Currently, we are adding more parameters from online data analysis, but it is still in a very immature state.

hormiai76 commented 8 months ago

Hi, at MAXIV we added 4 more columns to the ESRF ones. We need them to manage the unattended data collections:

example_MAXIV.csv

We are working to a new tempalte in Excel to apply some restrictions to the diffraction plan columns and then the user will need to export the file as csv and import it into py-ispyb-ui or exi

CV-GPhL commented 8 months ago

Maybe too early, but a few comments about some of those items - also mainly to show the kind of connection one could do between the some items here and a dictionary like PDBx/mmCIF (the definitions there are also not perfect in some places, but it seems the best we have and is actively developed and maintained).

"aimed Resolution" and "required Resolution":

"aimed multiplicity":

"aimed completeness":

Nothing mentioned above has any impact right now - apart from maybe a renaming of "Resolution" ;-)

antolinos commented 8 months ago

Hi @CV-GPhL

I remember discussing 'aimed resolution' and 'required resolution' for quite a long time in a recent meeting. It was also mentioned the word 'desired'.

I have no say about this.

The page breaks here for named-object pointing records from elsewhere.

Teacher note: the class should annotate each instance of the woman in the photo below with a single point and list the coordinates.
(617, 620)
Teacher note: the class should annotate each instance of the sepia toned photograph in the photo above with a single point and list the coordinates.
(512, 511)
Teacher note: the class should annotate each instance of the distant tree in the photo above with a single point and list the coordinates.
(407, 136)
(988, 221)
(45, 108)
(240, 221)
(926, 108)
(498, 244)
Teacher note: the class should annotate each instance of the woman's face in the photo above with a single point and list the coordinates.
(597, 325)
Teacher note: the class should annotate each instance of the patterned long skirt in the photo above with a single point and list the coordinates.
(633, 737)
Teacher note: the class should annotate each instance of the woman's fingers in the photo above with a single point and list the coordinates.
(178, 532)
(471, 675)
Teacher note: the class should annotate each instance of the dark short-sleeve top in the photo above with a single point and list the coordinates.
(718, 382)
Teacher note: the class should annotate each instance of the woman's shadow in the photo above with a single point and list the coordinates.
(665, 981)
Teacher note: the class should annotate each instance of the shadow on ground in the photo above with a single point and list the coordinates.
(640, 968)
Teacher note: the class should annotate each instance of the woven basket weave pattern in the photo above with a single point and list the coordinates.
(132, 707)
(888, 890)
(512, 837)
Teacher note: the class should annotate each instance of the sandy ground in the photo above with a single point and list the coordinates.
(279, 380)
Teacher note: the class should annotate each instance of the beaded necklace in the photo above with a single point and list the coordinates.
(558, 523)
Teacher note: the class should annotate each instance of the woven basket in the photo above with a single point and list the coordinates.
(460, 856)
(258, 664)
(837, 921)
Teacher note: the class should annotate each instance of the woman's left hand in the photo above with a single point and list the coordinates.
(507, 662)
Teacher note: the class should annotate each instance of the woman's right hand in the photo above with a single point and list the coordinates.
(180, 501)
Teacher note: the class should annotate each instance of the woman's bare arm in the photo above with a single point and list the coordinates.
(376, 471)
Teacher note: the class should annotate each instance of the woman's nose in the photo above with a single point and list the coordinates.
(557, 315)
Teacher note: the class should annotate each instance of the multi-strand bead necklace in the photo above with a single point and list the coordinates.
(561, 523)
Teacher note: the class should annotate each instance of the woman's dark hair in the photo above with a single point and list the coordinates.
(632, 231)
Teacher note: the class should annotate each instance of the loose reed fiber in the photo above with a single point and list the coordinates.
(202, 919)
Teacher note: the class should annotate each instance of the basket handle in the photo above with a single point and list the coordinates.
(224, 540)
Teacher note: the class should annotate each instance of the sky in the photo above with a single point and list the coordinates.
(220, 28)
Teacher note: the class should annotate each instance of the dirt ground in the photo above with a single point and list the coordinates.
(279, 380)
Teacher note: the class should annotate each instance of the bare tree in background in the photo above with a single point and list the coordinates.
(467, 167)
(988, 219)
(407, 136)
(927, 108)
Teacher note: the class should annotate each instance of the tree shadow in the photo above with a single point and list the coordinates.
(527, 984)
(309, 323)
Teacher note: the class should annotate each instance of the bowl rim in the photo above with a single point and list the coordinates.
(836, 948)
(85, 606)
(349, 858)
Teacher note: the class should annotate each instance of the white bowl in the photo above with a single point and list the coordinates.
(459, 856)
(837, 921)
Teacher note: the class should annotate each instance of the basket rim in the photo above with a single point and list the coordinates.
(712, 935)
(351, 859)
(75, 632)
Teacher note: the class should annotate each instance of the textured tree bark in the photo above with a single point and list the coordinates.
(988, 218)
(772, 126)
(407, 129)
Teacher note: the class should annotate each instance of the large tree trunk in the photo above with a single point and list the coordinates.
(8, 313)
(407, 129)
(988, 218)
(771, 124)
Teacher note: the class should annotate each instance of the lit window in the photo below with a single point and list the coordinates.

My opinion, at this stage of the project, is to encourage more scientists to participate in the discussions. I've tried to involve some at the ESRF with little (or zero) success

Is there a style guide about upper/lower-casing ("Resolution" vs "multiplicity")?

At least in my case, I have just copied and pasted what we have in the CSV example template. It is only for listing purposes. This should not be considered as the final name that will be used to define the metadata in the catalog, where I presume each implementation will have its own styles.

CV-GPhL commented 8 months ago

@antolinos,

As I said, this kind of discussion is maybe a bit too early (and others might join in at later stages). What is important is that a discussion about the "proper" (whatever that means) scientific definition of various categories has to happen before anything goes into production. At the moment we shouldn't really care what a box is called - it's just a name after all with only a very rough meaning.